Behind The Counter: Knowle Golf Club. In association with TaylorMade Golf

    Golf Retailing Editor Dan Owen caught up with Mark Sanders, Head Professional at Knowle Golf Club, to find out how the 2020 roller-coaster has been for him and his shop.

    “I’ve gone full circle,” explained Mark Sanders, Head Professional at Knowle GC. Located
    just outside of Bristol, it’s a traditional parkland layout founded back in 1905.

    “I started out as a junior member here, and when I was a kid, Gordan Brand Sr was the professional. He was great to be around and helped massively with my game. Through him I played a lot with his son Gordan Brand Jr and Paul McGinley who he coached. I was the English Amateur Champion back in 1998.

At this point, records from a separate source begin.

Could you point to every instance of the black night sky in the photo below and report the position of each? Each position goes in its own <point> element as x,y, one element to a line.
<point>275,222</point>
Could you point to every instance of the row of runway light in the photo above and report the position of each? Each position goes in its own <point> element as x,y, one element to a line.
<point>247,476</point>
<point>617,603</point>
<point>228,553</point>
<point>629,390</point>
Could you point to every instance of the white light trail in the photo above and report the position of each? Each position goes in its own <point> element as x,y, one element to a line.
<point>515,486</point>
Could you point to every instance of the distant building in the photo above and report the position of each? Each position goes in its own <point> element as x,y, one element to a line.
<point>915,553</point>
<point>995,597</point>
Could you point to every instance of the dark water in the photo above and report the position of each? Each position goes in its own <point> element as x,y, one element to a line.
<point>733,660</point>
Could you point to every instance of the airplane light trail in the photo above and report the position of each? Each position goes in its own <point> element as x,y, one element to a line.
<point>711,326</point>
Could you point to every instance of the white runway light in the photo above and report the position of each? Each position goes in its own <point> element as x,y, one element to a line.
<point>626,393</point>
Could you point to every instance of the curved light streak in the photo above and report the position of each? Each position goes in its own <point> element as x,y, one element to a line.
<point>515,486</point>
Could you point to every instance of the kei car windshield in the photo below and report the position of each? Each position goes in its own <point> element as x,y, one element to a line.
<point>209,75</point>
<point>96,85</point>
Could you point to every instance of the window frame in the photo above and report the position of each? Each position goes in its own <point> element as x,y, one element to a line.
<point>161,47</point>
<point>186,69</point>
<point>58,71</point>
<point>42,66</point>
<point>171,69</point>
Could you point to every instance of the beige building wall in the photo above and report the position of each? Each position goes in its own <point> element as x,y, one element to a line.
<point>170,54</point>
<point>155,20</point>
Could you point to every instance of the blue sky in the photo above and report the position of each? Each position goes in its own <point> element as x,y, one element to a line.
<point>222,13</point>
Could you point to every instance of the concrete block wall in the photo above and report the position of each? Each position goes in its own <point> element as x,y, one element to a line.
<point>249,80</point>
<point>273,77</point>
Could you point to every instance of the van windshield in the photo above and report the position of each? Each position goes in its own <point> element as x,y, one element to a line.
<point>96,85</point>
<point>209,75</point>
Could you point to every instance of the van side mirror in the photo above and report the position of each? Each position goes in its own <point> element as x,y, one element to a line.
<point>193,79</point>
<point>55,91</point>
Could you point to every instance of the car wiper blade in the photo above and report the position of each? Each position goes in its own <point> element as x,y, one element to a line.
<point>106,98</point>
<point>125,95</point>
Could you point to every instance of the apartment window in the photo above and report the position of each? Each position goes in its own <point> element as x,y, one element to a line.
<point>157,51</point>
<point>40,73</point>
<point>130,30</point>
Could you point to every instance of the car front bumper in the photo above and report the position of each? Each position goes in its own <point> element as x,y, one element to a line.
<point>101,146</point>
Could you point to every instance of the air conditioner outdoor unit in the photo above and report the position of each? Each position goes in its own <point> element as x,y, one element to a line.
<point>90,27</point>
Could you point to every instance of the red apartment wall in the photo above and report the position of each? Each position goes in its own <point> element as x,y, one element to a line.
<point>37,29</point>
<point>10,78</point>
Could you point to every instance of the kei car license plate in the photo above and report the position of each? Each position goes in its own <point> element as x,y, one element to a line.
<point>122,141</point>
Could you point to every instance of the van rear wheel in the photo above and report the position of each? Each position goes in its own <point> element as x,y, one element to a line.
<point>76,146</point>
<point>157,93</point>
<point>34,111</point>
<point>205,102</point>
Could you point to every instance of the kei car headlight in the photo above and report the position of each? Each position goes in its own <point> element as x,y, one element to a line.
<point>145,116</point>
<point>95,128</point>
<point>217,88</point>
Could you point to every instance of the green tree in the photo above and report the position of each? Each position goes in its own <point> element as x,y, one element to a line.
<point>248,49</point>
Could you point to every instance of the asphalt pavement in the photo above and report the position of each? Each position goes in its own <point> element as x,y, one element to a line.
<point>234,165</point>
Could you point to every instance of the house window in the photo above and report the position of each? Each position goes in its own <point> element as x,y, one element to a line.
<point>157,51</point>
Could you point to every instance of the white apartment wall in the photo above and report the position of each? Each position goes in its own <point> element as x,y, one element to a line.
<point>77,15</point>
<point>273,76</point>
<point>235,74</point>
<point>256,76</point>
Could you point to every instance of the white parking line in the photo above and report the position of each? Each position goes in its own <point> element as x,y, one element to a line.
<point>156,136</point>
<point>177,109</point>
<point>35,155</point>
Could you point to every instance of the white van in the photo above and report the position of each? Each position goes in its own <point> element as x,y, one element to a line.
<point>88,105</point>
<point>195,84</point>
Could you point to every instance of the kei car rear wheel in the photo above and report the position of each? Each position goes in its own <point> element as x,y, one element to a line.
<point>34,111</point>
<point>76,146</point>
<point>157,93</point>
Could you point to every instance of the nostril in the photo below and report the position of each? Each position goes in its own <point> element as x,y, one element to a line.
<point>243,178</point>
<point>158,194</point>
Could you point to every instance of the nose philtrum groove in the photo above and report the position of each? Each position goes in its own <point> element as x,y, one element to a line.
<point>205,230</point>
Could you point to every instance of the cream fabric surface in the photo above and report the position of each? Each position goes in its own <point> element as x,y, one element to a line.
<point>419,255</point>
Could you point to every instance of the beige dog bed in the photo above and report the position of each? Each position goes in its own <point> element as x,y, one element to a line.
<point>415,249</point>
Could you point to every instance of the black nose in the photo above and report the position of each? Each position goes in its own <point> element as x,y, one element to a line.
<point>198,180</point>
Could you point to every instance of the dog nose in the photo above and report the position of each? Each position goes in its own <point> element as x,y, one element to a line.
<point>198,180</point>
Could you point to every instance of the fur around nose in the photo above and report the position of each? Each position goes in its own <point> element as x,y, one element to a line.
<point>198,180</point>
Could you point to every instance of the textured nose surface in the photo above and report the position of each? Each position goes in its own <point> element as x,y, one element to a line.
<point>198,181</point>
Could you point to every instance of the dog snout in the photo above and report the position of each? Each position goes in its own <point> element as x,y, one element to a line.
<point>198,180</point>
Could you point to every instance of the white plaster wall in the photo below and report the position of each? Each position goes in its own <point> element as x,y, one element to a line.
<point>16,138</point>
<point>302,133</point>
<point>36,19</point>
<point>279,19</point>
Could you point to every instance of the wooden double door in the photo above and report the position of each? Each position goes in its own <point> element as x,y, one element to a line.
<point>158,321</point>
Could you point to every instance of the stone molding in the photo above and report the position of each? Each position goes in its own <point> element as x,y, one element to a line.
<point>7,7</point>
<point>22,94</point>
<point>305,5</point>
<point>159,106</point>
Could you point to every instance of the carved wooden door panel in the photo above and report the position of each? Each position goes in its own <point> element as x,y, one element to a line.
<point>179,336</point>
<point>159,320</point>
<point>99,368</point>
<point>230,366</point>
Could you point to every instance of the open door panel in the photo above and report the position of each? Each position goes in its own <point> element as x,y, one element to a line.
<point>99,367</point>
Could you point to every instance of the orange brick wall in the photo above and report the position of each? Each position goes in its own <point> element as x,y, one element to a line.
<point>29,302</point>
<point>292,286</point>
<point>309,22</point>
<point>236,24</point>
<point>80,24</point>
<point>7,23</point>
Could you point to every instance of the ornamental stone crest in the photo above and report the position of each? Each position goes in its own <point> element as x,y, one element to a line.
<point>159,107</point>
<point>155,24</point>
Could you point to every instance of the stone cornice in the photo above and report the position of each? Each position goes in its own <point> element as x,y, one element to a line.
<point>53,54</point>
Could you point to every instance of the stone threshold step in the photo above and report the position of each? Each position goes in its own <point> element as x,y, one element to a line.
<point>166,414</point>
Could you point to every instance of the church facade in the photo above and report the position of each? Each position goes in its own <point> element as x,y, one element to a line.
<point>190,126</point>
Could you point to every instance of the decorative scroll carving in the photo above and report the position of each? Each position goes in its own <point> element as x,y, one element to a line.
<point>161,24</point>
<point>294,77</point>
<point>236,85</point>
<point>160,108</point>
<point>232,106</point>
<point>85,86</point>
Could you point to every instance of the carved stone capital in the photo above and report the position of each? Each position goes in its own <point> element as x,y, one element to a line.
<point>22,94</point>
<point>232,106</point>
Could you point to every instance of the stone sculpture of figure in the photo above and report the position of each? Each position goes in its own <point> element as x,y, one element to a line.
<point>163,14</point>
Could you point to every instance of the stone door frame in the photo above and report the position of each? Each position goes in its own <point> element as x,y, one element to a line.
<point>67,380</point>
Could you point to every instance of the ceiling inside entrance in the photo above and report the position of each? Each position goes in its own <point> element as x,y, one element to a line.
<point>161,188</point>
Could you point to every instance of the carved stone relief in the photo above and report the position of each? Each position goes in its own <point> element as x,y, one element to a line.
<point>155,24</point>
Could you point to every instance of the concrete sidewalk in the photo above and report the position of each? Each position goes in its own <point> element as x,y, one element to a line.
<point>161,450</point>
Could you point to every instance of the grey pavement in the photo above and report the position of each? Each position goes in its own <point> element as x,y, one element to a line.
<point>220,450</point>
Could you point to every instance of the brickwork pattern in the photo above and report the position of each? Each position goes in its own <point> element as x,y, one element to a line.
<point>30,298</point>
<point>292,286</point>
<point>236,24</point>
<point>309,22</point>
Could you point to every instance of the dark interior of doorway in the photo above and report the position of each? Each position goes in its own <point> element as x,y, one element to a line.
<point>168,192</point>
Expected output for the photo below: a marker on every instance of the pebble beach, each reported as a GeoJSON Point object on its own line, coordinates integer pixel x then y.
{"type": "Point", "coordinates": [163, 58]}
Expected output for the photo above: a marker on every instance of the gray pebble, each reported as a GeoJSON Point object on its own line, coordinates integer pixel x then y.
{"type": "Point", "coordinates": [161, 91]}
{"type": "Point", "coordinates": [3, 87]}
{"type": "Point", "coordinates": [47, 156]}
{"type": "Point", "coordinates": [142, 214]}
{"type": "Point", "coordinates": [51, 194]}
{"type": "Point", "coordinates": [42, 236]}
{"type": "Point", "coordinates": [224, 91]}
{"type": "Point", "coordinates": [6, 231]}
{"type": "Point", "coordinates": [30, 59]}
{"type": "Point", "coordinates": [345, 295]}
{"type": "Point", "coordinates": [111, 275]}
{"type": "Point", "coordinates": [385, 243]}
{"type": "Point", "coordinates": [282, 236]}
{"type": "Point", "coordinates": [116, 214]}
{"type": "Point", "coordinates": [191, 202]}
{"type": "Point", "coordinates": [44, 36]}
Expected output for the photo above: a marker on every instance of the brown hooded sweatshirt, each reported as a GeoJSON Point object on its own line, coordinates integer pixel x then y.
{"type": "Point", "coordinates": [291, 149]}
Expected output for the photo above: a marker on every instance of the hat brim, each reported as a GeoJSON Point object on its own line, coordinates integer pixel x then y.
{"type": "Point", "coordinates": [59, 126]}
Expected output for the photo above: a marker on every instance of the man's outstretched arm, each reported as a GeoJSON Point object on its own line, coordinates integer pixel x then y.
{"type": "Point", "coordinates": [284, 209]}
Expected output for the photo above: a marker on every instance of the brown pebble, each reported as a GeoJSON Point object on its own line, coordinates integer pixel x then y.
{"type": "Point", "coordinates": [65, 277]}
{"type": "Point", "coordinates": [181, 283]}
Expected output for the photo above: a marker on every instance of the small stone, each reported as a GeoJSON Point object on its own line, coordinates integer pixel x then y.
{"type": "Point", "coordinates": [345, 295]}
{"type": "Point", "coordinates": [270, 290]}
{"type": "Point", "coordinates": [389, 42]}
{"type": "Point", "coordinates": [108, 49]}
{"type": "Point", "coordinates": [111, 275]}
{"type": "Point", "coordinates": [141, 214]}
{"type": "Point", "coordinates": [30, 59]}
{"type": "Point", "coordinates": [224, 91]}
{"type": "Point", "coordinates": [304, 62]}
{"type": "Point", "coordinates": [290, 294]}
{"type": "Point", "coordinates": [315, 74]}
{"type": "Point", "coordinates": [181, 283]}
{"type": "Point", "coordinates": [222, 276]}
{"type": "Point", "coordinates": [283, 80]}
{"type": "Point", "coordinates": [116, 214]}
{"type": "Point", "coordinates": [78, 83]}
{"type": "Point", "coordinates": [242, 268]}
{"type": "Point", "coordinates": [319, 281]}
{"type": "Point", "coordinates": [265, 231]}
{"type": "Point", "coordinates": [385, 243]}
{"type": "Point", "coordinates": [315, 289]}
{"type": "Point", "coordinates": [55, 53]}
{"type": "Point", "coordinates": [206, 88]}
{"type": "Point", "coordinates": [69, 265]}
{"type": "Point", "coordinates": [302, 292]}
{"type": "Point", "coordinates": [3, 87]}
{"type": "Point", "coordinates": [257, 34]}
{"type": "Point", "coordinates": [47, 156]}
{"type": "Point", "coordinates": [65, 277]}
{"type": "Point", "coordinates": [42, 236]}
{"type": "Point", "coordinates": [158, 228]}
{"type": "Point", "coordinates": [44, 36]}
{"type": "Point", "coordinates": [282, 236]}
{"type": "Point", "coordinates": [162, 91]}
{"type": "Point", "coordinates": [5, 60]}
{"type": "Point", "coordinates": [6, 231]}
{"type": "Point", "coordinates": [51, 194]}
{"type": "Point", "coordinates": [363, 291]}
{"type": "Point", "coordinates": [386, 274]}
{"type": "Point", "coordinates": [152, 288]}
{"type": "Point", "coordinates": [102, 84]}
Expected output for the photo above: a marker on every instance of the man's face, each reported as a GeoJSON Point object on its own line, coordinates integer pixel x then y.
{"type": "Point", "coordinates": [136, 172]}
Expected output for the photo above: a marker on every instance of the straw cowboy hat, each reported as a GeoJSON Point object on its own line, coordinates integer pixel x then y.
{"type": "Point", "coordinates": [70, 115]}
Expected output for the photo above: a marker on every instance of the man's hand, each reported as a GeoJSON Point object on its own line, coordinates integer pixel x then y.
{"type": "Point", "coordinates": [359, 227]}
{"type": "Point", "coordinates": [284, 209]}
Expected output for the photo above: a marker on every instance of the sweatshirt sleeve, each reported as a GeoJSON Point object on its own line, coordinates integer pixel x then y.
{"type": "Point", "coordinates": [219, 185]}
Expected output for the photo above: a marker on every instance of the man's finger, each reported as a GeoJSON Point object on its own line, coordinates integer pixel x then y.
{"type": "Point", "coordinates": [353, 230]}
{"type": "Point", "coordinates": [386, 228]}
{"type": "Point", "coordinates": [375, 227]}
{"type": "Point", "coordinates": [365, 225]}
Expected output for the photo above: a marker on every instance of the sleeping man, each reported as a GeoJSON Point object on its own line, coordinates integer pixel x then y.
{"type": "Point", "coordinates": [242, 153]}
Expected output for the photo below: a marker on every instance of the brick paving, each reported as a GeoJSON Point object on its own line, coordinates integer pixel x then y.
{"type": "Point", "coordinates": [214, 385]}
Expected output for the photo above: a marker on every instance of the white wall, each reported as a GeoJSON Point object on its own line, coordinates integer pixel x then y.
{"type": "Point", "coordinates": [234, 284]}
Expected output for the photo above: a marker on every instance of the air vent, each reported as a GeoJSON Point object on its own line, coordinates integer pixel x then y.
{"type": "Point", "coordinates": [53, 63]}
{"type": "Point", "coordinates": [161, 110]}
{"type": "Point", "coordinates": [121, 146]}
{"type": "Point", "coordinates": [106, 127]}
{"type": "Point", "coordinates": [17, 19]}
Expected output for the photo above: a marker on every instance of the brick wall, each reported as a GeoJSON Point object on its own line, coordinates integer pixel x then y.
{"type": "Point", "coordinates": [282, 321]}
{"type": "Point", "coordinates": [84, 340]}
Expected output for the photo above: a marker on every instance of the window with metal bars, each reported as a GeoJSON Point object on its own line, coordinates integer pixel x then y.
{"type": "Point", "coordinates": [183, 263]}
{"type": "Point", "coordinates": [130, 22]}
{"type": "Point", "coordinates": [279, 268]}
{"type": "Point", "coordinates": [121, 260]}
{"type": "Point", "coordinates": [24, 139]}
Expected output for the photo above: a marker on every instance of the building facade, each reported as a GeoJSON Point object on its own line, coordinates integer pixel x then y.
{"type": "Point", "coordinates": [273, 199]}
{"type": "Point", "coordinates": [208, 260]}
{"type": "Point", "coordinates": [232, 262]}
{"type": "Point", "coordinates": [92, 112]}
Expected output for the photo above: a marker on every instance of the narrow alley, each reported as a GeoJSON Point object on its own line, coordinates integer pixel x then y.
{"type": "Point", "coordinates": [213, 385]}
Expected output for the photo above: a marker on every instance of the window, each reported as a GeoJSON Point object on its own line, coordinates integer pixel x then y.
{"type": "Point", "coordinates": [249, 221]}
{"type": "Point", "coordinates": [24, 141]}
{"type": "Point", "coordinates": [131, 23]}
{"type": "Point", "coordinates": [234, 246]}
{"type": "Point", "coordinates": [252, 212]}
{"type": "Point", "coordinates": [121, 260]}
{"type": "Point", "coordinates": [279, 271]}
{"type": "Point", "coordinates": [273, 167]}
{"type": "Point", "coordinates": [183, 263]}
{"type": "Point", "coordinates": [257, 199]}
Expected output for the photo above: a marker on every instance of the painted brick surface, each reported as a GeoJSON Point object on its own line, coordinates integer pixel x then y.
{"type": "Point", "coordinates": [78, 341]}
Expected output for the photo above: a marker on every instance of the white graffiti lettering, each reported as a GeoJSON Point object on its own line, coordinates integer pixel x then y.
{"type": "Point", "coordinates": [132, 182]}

    “I had stints on the Challenge and European Tour, before getting into coaching in 2007. From 2008 to 2017 I was based at a club nearby, Stockwood Vale, with my final year taking over the store. And then I took over as head professional back at Knowle in 2018. It’s been nice to be back; it’s always felt like home.”

    Like everyone else in the golf industry, scratch that, everyone in 2020, this year has had its challenges. “To keep my sanity through lockdown I worked on the course with the greenkeepers. And I quickly learnt which reps were more helpful than others, and which companies are more supportive.

    “There is a private Foremost Facebook group which has been really insightful, you can find out how fellow pros have got on with different brands. It’s a useful tool, and I’ve found it helps me make more informed decisions.

    Mark took it one step further setting up a WhatsApp group for his fellow local Foremost members. “It’s called All Fore One, and One Fore All’! It’s been really useful throughout lockdown. Asking what their clubs were doing to work through the issues we were all dealing with. Any information that we could share to help one another we did.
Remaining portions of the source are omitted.